Lester L. Martin II lestermartin92 at gmail.com
Sun May 17 20:29:58 PDT 2009


Andrei Alexandrescu Wrote:

> Lester L. Martin II wrote:
> > Andrei Alexandrescu Wrote:
> > 
> >> I think "with" is a very dangerous feature due to the way it hides
> >>  symbols. It essentially makes the feeblest attempt at modular
> >> reasoning utterly impossible:
> >> 
> >> int x, y; with (whatever) { y += x; ++x; }
> >> 
> >> What can be said about such code? Nothing. If whatever has or will
> >> ever have fields x or y or both, the names will bind to them;
> >> otherwise, they'll bind to the locals. Non-local code dependency at
> >> its finest.
> >> 
> >> Maintenance of any type that is being used with "with" becomes a
> >> very dangerous proposition because it can silently change meaning
> >> of code.
> >> 
> >> I therefore submit that "with" is an extremely dangerous feature
> >> and should be removed from the language. What say you?
> >> 
> >> 
> >> Andrei
> > 
> > I agree with dsimcha.
> > 
> > When you do this, do you consider how much code written in D actually
> > uses this.
> 
> That code is a bomb waiting to explode.
> 
> > I find it very, very useful.
> 
> I believe you don't understand its extreme dangers.
> 
> > It's deprecation and further
> > removal would take a huge hit on my code.
> 
> I understand.
> 
> > What I would propose
> > instead is that you can't modify variables outside of the scope, but
> > only those that reside in the type whatever. In this case, you can't
> > possibly change the variables outside of the with(whatever) scope,
> > but you can modify anything that is in the type whatever, because
> > this is how I believe it is mainly used.

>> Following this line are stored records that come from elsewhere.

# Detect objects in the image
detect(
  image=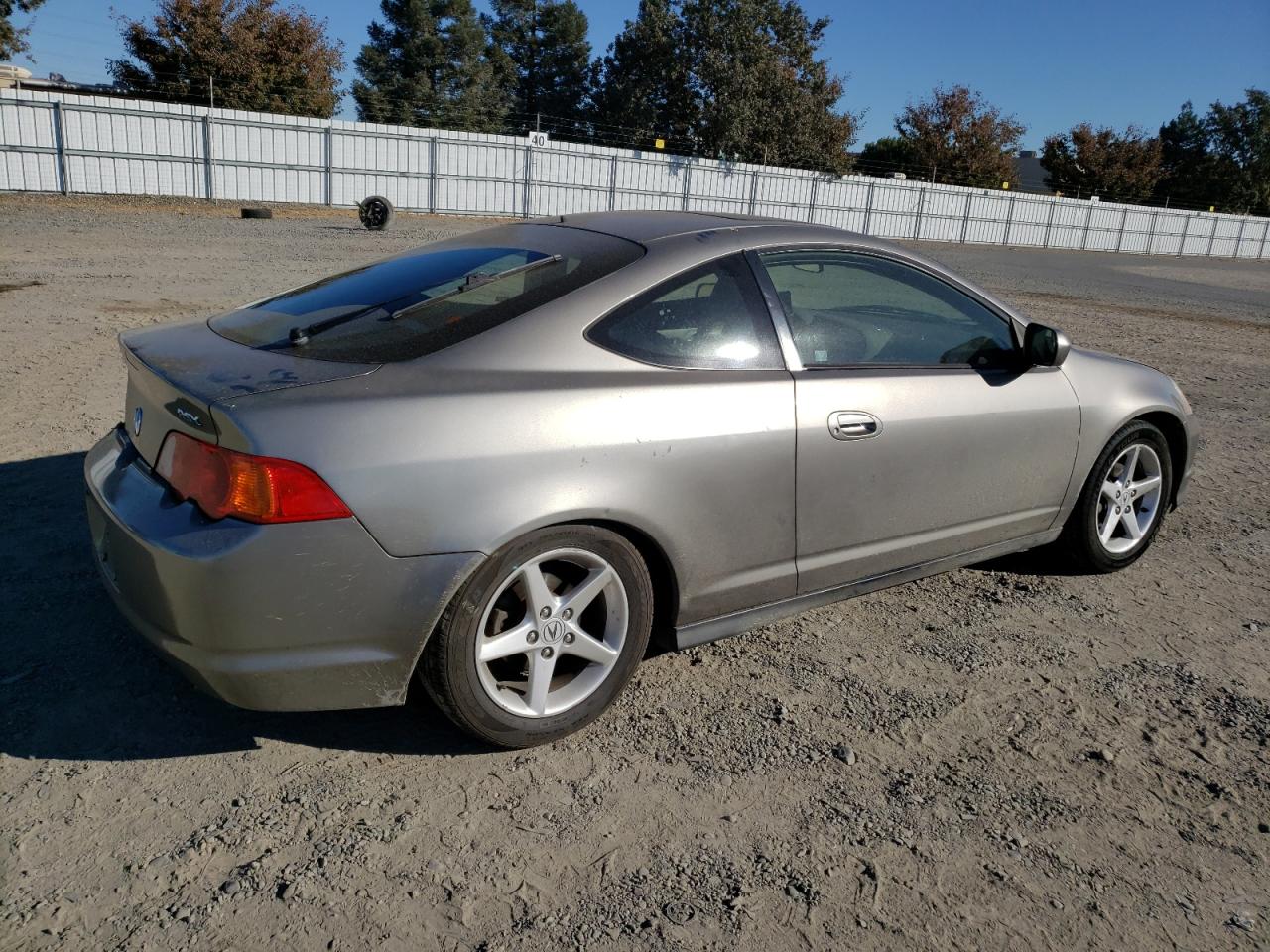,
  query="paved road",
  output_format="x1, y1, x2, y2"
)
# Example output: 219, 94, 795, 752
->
906, 241, 1270, 321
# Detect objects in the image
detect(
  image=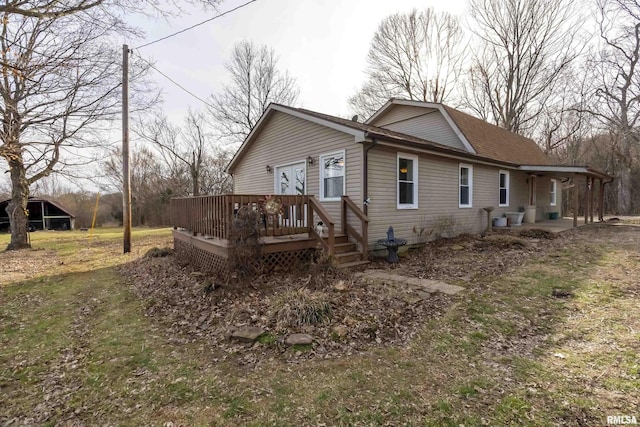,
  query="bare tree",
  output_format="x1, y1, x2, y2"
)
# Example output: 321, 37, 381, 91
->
349, 8, 464, 117
586, 0, 640, 214
464, 0, 579, 133
0, 0, 220, 18
209, 41, 299, 143
0, 0, 221, 249
136, 110, 231, 196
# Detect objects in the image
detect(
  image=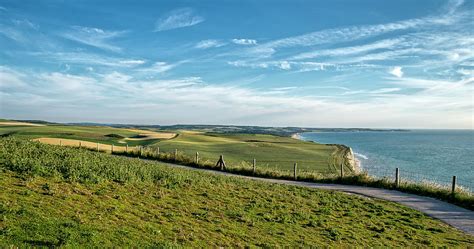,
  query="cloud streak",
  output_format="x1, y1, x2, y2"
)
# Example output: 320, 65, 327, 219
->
194, 39, 226, 49
154, 8, 205, 32
61, 26, 126, 52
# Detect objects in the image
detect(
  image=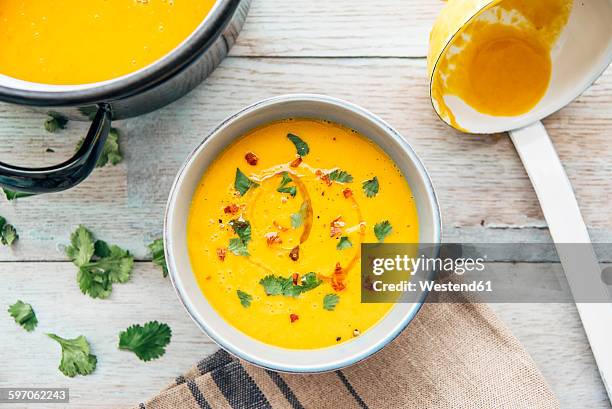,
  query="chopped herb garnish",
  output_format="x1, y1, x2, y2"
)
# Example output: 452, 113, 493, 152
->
287, 133, 310, 156
374, 220, 393, 242
336, 236, 353, 250
276, 172, 297, 197
234, 168, 259, 196
66, 226, 134, 298
45, 112, 68, 133
2, 188, 34, 201
47, 334, 98, 378
230, 219, 251, 246
8, 300, 38, 332
362, 176, 379, 197
323, 294, 340, 311
327, 169, 353, 183
0, 216, 19, 246
236, 290, 253, 308
148, 239, 168, 277
291, 202, 309, 229
119, 321, 172, 361
259, 272, 322, 297
227, 237, 249, 256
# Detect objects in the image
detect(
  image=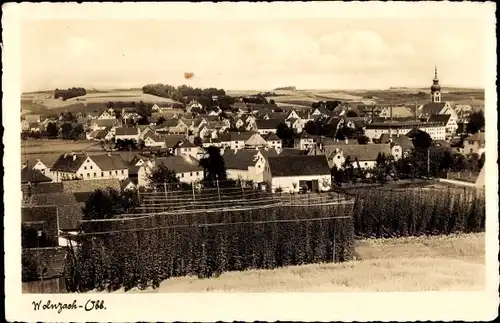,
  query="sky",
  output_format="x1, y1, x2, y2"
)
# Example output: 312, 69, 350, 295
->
20, 18, 486, 91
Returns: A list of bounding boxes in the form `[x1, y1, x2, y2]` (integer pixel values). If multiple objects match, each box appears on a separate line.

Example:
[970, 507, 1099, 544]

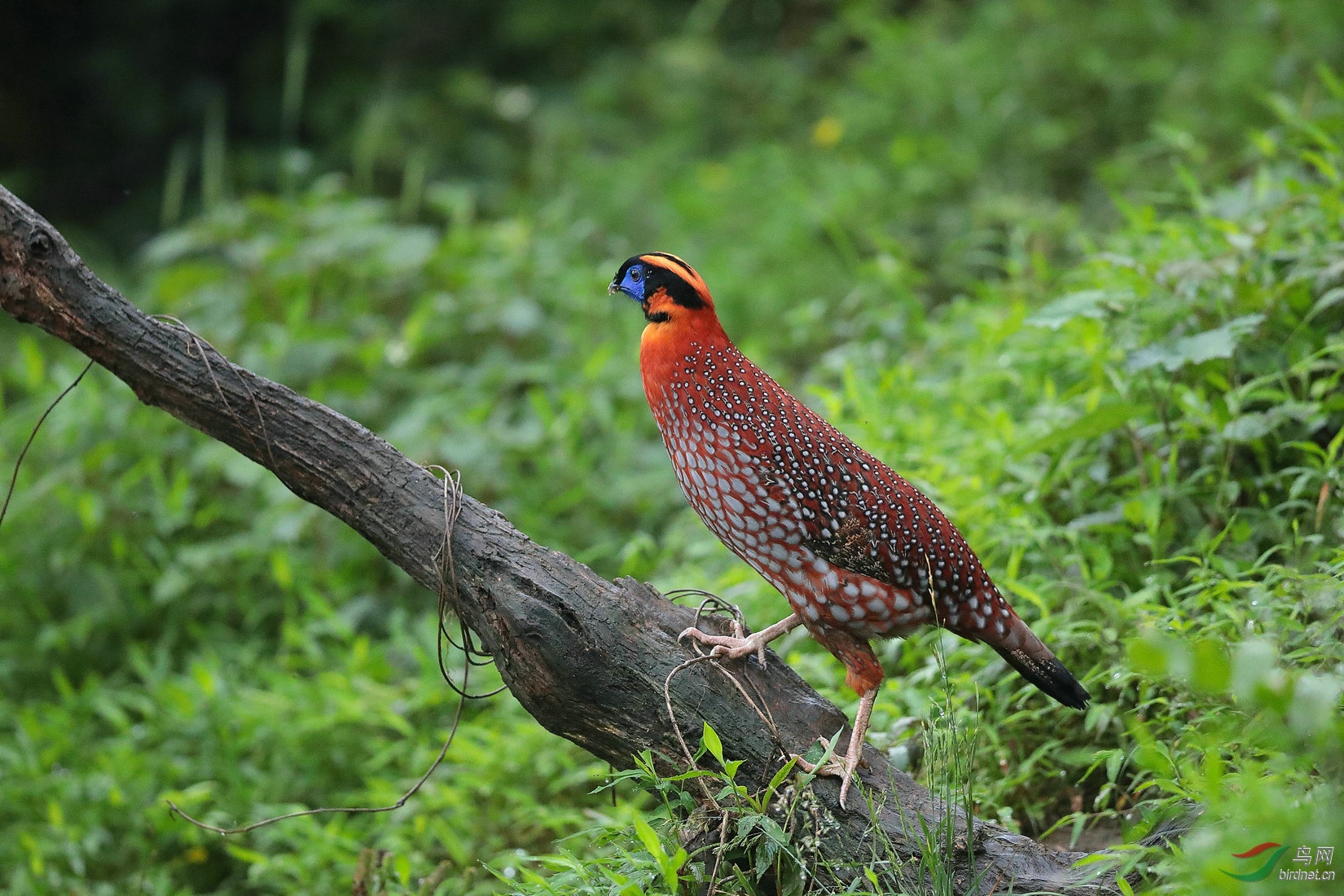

Deprecation of this feature
> > should never happen. I doubt I and dsimcha will be the only unhappy
> > coders.
> 
> I think that restriction would be too harsh, as it would make with 
> essentially an isolated bubble. Would you be ok with Jason's suggestion 
> that shadowing will be flagged? Consider:
> 
> struct Widget
> {
>     //int wyda;
> }
> 
> void main()
> {
>      int wyda;
>      Widget w;
>      with (w)
>      {
>          wyda = 4;
>      }
> }
> 
> Would you agree to issue a compile-time error upon uncommenting the 
> member of Widget.
> 
> 
> Andrei

I understand that my suggestion makes with a bubble, but I always use and have always considered its use to mainly be for accessing the members of a variable and being able to act upon (set) them. That's why I believe that my idea was good. The shadowing idea will be fine. If I'm right, you can easily just escape the scope by placing the with statement in a new function if worst comes to worst and names match in almost every scope. Or it could automagically be made a member function.